Le résultat est sans appel. Organisé en 8 jours sans la moindre anicroche – on saluera l’efficacité des fonctionnaires grecs –, le score du Non est limpide : avec 61% de votes contre l’austérité, le pays s’est très majoritairement rassemblé contre l’Europe néolibérale. Ce résultat qui dépasse de loin toutes les projections fonde la victoire magnifique d’un peuple qui refuse d’obérer plus longtemps son avenir, d’un peuple qui surmonte la peur et rouvre le champ des possibles pour lui-même et pour le continent.
Les effets de cette victoire vont longtemps résonner dans l’histoire européenne. Pour la première fois, le petit jeu bruxellois de la grande coalition permanente entre le centre-droit et le centre-gauche vole en éclat. Deux légitimités à l’état pur se sont affrontées : celle de la démocratie du peuple souverain et celle des règles bureaucratiques patiemment sédimentées par les forces du capital transnational et de la finance. C’est un exemple pour tous les Européens, la démonstration vivante que leurs dirigeants peuvent impulser d’autres choix pour peu qu’ils en aient le courage.
Une conséquence très immédiate du résultat de dimanche est de dramatiquement rapprocher l’horizon d’une sortie de l’Euro de la Grèce. Le mandat donné à Alexis Tspiras est sans ambiguïté. Il ne peut pas revenir à Athènes avec un deal qui se résumerait à accepter un nouveau memorandum en échange d’une restructuration de la dette. La droite du gouvernement qui s’était opposée à l’idée du referendum n’est décemment pas en position d’avancer ses pions et le gouvernement n’aurait de toute façon pas de majorité au parlement, ni dans le pays, pour voter un nouveau diktat. Dans le camp des créanciers les choses ne sont guère plus ouvertes. La méthode Merkel de gestion de la crise européenne débouche sur une impasse. Elle ne peut sauver l’intégrité de l’Euro sans remettre en cause le noyau dur de son fonctionnement, à savoir l’absence de transferts financiers entre pays et des mécanismes d’ajustements reposant exclusivement sur les salaires et les dépenses publiques. On n’imagine pas une telle volte-face. Pas plus qu’il ne semble raisonnable de penser que François Hollande peut renverser la table. Certes, le gouvernement américain effaré par l’incurie des dirigeants européens va tout faire pour imposer un compromis, d’ultimes tractations vont avoir lieu, mais la mécanique enclenchée semble désormais presque inéluctable. Les banques grecques n’ont que 24h de liquidités dans leur coffres et si la BCE ne rouvre pas le robinet – ce qu’elle ne peut formellement pas faire sans accord financier plus large – elles vont se retrouver en faillite très prochainement. Le gouvernement grec serait alors contraint d’intervenir, en créant sous une forme ou sous une autre une nouvelle monnaie.

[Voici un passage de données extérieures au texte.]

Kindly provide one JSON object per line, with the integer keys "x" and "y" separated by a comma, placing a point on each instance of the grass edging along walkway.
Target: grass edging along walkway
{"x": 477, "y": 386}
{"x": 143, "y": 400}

Le plébiscite d’Athènes est sur le point de faire bifurquer le continent. Mais ce Non n’est encore qu’une promesse qui doit s’actualiser. S’il refuse de céder aux ultimes pressions de ses créanciers, le gouvernement Syriza va devoir se doter dans les jours qui viennent d’outils qui lui permettront de briser l’éternel présent du néolibéralisme. A l’avant-garde des peuples européens, les Grecs s’apprêtent à écrire une nouvelle page de l’histoire de l’émancipation humaine. Leurs victoires seront nos victoires.